The largest errors of kriging occurred in locations more distant to the sampled points. The highest variance was found for contents of BS and the lowest for infection rates, primarily in evaluations performed on 13/06/2012 (ii2) and 17/10/2012 (ii6) (Fig. 6). The large errors of kriging for BS possibly occurred because this variable shows greater uncertainty in kriging predictions, which is less evident for infection rates. The occurrence of errors is natural because spatial prediction refers to inference about the realization of a process of an unobserved signal (Alves et al. 2012).

Fig. 6
figure 6

Kriging error maps for altitude, sand level, organic matter (SOM), soil Ca, soil Mg, total exchangeable bases (TEB), effective cation exchange capacity (CECE), base saturation (BS), foliar sulfur (S), and infection rates assessed on 05/23/2012 (ii1), 06/13/2012 (ii2), 07/13/2012 (ii3), 08/09/2012 (ii4), 09/27/2012 (ii5) and 10/17/2012 (ii6)

Conclusions

Spatial analysis as used in this study diagnosed areas favorable for the development of Yellow Sigatoka and it was possible to correlate infection rate with soil fertility and plant nutritional status in general.

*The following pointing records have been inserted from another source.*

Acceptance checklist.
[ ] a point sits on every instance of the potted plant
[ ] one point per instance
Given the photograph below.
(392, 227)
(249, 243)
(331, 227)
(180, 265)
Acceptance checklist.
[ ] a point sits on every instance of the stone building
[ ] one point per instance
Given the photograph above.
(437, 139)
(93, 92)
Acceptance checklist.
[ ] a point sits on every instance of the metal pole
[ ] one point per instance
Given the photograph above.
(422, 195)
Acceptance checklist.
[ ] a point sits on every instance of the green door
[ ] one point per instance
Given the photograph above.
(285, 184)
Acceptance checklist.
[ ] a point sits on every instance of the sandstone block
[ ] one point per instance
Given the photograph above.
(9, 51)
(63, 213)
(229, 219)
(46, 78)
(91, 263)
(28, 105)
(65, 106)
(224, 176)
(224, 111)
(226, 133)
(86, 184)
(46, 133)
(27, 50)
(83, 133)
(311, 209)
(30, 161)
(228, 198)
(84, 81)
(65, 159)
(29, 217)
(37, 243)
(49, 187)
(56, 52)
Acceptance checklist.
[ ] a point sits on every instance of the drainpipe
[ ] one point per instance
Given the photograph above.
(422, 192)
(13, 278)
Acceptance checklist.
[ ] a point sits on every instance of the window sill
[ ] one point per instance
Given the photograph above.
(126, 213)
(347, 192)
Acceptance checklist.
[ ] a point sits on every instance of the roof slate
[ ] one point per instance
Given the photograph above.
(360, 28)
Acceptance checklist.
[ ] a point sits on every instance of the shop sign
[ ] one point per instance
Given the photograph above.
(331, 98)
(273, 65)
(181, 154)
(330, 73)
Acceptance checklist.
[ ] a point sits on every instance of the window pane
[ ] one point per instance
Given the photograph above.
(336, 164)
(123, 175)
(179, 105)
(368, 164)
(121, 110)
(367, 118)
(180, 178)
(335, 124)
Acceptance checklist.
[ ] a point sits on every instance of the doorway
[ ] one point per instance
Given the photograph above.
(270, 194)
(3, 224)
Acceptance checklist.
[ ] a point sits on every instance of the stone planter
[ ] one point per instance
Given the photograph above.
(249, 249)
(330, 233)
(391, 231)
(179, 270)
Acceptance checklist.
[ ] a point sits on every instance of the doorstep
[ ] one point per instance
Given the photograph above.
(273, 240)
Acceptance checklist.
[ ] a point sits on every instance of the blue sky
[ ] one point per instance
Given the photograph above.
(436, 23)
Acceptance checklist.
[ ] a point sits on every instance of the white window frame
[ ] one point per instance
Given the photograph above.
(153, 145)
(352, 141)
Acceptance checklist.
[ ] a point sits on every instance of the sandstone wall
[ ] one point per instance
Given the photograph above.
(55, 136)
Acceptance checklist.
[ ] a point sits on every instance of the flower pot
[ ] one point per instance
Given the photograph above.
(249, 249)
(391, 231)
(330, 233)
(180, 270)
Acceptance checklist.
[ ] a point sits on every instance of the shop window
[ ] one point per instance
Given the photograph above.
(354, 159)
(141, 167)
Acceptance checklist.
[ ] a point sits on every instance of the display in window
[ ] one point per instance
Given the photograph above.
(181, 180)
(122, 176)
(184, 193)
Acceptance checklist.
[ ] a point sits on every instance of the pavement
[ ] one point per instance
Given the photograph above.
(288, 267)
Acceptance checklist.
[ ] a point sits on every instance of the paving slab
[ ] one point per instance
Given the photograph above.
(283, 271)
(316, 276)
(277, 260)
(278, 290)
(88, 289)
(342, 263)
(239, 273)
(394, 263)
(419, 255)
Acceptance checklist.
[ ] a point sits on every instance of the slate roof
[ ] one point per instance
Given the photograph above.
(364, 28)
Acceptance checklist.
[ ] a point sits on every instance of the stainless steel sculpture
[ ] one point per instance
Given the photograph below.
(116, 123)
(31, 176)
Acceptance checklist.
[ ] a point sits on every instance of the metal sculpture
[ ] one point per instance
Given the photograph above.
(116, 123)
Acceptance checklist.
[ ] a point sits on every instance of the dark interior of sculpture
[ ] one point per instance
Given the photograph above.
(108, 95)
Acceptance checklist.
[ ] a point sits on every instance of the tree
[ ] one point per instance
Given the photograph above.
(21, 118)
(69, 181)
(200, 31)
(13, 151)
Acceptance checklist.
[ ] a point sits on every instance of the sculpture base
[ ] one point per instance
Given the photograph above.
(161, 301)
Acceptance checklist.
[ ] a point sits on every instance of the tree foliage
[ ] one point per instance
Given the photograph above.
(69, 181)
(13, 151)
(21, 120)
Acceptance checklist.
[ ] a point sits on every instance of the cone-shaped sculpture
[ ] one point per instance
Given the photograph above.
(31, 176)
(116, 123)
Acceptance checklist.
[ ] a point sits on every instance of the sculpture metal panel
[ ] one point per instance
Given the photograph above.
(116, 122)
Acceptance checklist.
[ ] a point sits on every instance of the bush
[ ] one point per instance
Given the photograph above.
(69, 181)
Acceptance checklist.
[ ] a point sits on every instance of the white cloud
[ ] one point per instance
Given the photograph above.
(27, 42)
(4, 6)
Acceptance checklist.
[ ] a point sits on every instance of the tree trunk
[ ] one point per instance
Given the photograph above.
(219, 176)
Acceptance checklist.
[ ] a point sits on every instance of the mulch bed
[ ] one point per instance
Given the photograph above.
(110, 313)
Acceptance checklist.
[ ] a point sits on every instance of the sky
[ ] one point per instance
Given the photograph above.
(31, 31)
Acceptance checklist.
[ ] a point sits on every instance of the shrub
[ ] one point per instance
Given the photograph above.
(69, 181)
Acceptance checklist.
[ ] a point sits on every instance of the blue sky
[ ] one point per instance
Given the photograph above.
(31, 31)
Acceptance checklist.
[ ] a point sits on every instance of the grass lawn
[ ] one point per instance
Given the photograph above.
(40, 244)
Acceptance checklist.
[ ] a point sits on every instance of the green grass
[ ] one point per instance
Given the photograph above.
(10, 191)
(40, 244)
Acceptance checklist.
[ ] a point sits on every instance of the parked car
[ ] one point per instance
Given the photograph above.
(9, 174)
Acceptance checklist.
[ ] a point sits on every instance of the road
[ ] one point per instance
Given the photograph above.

The spherical model fitted for all variables allowed for spatial prediction of each variable studied using kriging maps.

The highest infection rate was found in areas with more sand, and the lowest in areas with more SOM, TEB, CECE, BS, Ca and Mg in soil, and foliar S.

The results of this study may help farmers manage Yellow Sigatoka more effectively by using balanced fertilization and reduced fungicide applications. This practice can minimize the environmental impact and cost of production, and contribute to the sustainability of production.